The lack of real improvement in the quality of software as a result testing was recognized long ago. So testers changed the goal. Instead of making the software better, testing would allow managers to make better decisions about whether and when the software would be released. Unfortunately, it turns out that decisions aren't really made this way. Personal and organizational considerations trump data in any complex corporate decision. Particularly for the types of organizations that produce software that should be shelved or substantially delayed because of quality problems.


In the typical organization, testing happens near the end of the release cycle. By that time, expectations about the delivery of the software have been set. Managers are rewarded for meeting commitments and making dates. As the testing progresses, the cost to the decision maker of missing the date escalates.   Loss aversion and the sunk cost fallacy kick in. It becomes almost impossible to choose not to deliver the software at least not without significant personal risk. Even significant delay has a cost. The inertia of a release date makes it really hard to miss. Its easier to just make the date and plan the maintenance release. And there are significantly fewer consequences.

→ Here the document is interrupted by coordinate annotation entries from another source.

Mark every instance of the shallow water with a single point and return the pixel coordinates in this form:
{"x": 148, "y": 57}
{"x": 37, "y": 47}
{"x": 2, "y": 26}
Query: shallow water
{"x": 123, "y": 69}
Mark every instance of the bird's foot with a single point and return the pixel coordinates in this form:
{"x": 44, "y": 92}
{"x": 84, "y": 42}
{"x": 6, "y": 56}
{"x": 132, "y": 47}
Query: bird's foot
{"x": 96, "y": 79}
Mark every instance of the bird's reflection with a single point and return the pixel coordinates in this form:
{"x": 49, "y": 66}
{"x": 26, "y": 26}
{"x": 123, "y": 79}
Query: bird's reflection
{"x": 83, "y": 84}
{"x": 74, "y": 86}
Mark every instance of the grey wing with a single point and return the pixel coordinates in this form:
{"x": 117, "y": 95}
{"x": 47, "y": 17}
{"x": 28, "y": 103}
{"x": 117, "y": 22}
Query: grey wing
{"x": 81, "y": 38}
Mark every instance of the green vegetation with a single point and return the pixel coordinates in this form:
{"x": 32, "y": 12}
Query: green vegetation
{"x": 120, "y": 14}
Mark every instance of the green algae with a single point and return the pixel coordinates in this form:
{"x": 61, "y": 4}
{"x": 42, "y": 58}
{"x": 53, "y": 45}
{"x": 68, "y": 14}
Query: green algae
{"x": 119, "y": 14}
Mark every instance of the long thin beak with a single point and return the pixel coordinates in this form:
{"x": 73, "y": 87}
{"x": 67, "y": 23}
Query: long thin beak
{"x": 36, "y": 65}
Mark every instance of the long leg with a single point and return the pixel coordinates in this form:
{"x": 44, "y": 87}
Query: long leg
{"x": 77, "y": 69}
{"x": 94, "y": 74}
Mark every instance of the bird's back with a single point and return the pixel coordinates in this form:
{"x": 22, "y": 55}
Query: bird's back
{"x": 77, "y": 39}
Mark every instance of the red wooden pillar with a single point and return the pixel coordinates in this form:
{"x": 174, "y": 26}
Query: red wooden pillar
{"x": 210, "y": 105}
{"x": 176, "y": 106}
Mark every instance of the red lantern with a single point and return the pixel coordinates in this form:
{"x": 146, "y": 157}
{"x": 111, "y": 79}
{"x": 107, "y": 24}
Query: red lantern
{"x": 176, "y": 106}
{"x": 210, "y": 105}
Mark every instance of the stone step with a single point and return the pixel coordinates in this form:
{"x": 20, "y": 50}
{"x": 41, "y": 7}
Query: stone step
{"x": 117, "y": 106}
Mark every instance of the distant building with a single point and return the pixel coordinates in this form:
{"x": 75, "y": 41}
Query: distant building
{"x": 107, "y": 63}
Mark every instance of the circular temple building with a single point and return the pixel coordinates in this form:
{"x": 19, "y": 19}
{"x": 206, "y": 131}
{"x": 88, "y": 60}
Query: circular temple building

The whole notion that testing can tell you when software is ready to be released is flawed. It depends on software improving through the testing process and, as a result, being able to project when it will reach some level of quality that we can release.  However, software doesn’t really get better through the process of testing.  Buggy software never reaches an improved level of quality.  The question can’t be when software will reach the level of quality we want to release, but whether we are willing to release the software with the level of quality it has.

We could increase the value of the bugs we find by using them to improve how we develop software. That is usually how teams learn to develop good software. This is one of the key advantages of effective agile teams. It is my experience, however, that the quality of the software directly reflects the well-being of the team that creates it. Teams that create lots of bugs turn out to be the kinds of teams that are unable to learn from them.

In the final analysis, the value we get from finding bugs is limited. Teams that create good software get good value from the bugs they find by removing them and learning from them. But, since there are few bugs to be found, the cost of finding them is expensive and the value is limited. Teams that create buggy software face the opposite problem. Its easy (and cheap) to find bugs, but these kinds of teams are incapable of using them effectively. So the value is limited.


Spending more money on testing won't change that. If you want to deliver good software, you have to write good software. Yes, testers contribute to the quality of the software in more ways than just finding bugs. But, it turns out that finding bugs has only a limited impact on quality. If I asked you to invest in improving the quality of your software, you would almost certainly get better results by improving how you write the software not how you test it.


Tom Gilb calls testing "as a last, desperate attempt to assure quality." Viewed this way, we can reconcile why organizations both invest and under-invest in testing. We can set expectations that are appropriate and can be met. And we can develop ourselves and our profession to best meet those expectations.